Theo Tiger, Neue Internationale 173, Oktober 2012

Von drei potentiellen Kanzlerkandidaten blieb nun Peer Steinbrück übrig, weil der eine, Steinmeier,  nicht mehr wollte und der andere, Gabriel, zu schlechte Umfragewerte hat. Steinbrück ist durchaus der SPD-Lieblingskandidat der deutschen Großindustrie.

Die Medien gaben die Kandidatur gerüchteweise bekannt, dabei hatten gerade sie Steinbrück die meiste Unterstützung gegeben - obwohl ohne aktuelles Spitzenamt, bekam er sehr viel Sendezeit. Mal wurde mit Sarrazin ein ganzer Sonntagabend bei Jauch palavert, dann war da die Rundreise als „Schmidts Enkel“ - Standortökonomen der SPD unter sich.

Drei Wahlverlierer

Unter den drei Wahlverlierern (Gabriel in Niedersachsen, Steinbrück in NRW und Steinmeier auf Bundesebene) gab es weder eine Wahl, noch eine programmatische Debatte - allein die Demoskopie entschied.
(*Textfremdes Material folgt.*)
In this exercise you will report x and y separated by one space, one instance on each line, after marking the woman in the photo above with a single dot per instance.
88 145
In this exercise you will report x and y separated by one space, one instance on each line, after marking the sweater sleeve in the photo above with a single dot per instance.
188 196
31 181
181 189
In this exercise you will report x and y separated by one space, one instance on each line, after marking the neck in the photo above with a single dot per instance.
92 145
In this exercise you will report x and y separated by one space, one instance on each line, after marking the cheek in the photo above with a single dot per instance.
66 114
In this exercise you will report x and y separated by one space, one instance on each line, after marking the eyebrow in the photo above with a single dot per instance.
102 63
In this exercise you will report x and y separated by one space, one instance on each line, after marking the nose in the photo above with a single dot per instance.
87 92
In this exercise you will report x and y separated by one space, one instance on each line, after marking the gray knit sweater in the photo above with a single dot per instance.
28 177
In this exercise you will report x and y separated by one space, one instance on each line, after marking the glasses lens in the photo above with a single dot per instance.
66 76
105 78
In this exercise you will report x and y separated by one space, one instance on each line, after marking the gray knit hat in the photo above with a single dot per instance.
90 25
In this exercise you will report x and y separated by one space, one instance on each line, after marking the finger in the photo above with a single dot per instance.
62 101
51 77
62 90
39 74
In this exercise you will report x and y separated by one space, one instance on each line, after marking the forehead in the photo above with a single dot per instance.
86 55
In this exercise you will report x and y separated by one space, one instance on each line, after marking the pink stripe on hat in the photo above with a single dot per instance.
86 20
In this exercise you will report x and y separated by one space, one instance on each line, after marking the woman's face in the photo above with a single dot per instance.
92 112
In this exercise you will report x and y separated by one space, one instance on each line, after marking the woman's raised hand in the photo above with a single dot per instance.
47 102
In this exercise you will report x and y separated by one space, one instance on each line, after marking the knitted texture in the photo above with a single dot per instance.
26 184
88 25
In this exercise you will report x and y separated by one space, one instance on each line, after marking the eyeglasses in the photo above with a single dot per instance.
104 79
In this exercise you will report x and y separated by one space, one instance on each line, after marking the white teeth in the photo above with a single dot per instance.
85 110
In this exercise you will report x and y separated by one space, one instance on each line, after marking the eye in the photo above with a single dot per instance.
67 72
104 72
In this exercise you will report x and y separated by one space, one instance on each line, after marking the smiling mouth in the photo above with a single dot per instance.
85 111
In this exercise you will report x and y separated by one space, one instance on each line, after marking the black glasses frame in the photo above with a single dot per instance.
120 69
Nachdem Steinbrück in der Woche davor seinen „Bankenwahlkampf“ vorgestellt hatte und damit wohl auch die Fraktion zu begeistern wusste, zog Steinmeier seine Kandidatur zurück. Dass dieser „Oppositionsführer“ überhaupt in der Auslosung war, sagt alles über den Zustand der SPD.

Alle drei Kandidaten waren schon unter Merkel im Kabinett, alle sind Agenda 2010-Vollblutpolitiker und Steinmeier beweist seit drei Jahren, dass eine Opposition gar nicht erst gegen eine Regierung stimmen muss.

So kommt es, dass die erste wichtige Frage an Steinbrück auch war, ob er denn an einen möglichen neuen Kabinettstisch unter Merkel zurückkehren würde. Dies hat er schon mal verneint, er will eine rot/grüne Bundesregierung. Die Grünen-Vize-Fraktionschefin Höhn hat Steinbrück durchaus richtig beschrieben, als sie sagte, dieser sei „näher an der FDP, als an den Grünen“, was die FDP-Granden Kubicki und Lindner freudig bestätigten.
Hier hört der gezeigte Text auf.